The Horrors - Luminous (2014) Review



A dispassionate rundown of the Horrors’ output up until now:

  1. Strange House (2007) – Gothic Psychobilly, shouted vocals, suspiciously well-crafted haircuts
  2. Primary Colours (2009) – Pornography –esque cover art, alternate universe Chameleons/My Bloody Valentine split EP sound
  3. Skying (2011) – The “Valencia” filter on Instagram, fewer guitars, more “grooves”
  4. Luminous (2014) – ?

I wasn’t thrilled by the more subdued dream pop of Skying. So enamored was I of Primary Colours that my childish sense of entitlement led me to feel a tiny bit of betrayal when the band’s sound changed so dramatically. I imagine it was akin to what fans of early Horrors felt when they shifted gears from sounding like a more fashionably dressed 80’s Matchbox B-Line Disaster to the wall-of-sound guitars and synths that attracted me in the first place.

So, in theory, I should feel bad that Luminous is an extension of that sound, as opposed to yet another sonic and thematic reinvention. Fortunately though, the record is far more immediate than Skying, as you could probably tell from the lead single “So Now you Know”, which sounds like Suede if their sonic motif tried to replicate mescaline-fueled stargazing as opposed to the low-rent glamour of the English working class.

Album opener “Chasing Shadows” starts with far too long of a buildup though, which worried me a bit as the genre tag of “neo psychedelia” is all too often a fig leaf for extended jams with no particular structure. Thankfully, “First Day of Spring” gets things back on track with a catchy Chameleons-inspired jangle; the bass line is so Stone Roses you’d think Faris Badwan’s increasingly polished vocals were floating over Mani’s bass at a show at Factory Records’ Hacienda venue in 1989. “In and Out of Sight” comes off as similarly Madchester-inspired, with the guitar drone and bass not unlike something I might have heard on the arguably definitive “baggy” record, Happy Mondays’ Pills Thrills and Bellyaches (1991).

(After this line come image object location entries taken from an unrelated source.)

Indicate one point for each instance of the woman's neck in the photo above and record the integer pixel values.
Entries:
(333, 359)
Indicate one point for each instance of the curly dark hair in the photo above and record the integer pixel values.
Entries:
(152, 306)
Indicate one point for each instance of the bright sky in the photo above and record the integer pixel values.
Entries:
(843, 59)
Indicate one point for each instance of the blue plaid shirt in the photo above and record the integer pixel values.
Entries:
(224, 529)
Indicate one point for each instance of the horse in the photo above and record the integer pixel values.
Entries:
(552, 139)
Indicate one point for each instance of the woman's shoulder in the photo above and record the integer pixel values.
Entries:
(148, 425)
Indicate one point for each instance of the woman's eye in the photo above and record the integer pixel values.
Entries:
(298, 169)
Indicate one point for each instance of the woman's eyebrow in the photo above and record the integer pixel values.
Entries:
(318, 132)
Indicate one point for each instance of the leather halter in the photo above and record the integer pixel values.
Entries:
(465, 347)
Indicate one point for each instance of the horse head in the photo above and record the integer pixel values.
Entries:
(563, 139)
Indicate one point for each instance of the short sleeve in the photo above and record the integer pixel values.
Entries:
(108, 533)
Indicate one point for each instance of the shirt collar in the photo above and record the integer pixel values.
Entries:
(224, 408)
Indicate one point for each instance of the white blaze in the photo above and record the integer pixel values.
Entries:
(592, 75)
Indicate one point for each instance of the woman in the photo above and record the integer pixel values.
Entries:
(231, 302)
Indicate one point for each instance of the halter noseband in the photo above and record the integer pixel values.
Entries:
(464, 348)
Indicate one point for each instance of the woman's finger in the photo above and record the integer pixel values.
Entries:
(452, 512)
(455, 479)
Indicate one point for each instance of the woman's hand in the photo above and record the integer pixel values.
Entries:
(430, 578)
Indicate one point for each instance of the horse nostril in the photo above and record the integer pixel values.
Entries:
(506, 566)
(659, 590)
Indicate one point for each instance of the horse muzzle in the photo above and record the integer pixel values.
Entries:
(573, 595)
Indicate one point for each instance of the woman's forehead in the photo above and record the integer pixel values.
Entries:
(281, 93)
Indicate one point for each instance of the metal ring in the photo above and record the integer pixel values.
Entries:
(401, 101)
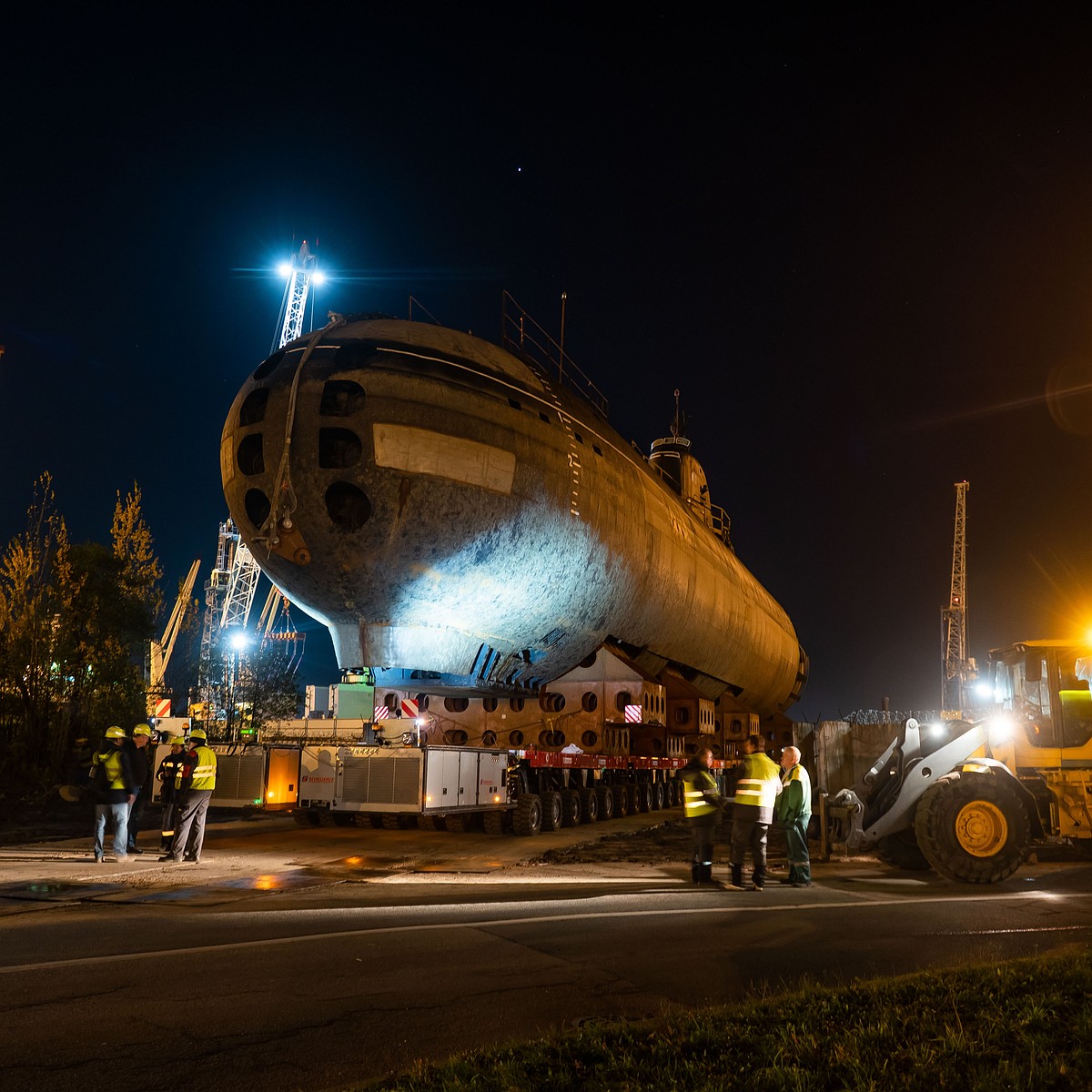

Halfway through the album, I began to visualize the Horror’s career trajectory as more and more like that of The Verve. If Primary Colours was their early shoegaze album (A Storm in Heaven, 1993) and Skying was the experimental, psych-leaning No Come Down (1994), then Luminous is like A Northern Soul (1995), a significant refinement of their sound, with enough pop leanings to foreshadow a full-on pitch for mainstream acceptance a la “Bittersweet Symphony”.

This is clearer than ever on “I See You”, the second single off the album and just so darn catchy and sweet that you’d have a hard time convincing anyone who’d heard the Horrors between 2007-09 that it was the same band. That said, the album version of the song clocks in at an unnecessary 7.5 minutes, something that also weighed down tracks on Skying.

Still, I was a bit “meh” on this album until the last two tracks. “Mine and Yours” and “Sleepwalk” reminded me that few contemporary bands can stuff as much atmosphere into their tracks as the Horrors can. The former is again reminiscent of the noisy glam rock of early Suede, replete with Bernard Butler-like piercing guitar notes. “Sleepwalk” is a great closer, a slice of sonically dense chamber pop that steals a bit from Spiritualized, while maintaining a distinctively Horrors-like sound.

There’s much more for the neutrals to dig their teeth into than than Skying, but mostly because The Horrors don’t take a lot of risks. While the record as a whole is pretty enjoyable, part of me feels like the band has lost a bit of the sense of adventure that made them so compelling. At its core, this is a record deeply indebted to the sound and mood of ‘80s/early ‘90s British ecstasy-pop. While the same could be said of Primary Colours, the impact of that album is markedly different because no one expected a seemingly trend-whoring goth band to come out with a tribute to post-punk, shoegaze and Neu! style Krautrock all at once. Plus, that album had “Sea Within a Sea”, possibly the finest 8 minutes ever committed to tape by a band that likely pay more for a haircut than a fuzz pedal. So it gets a pass.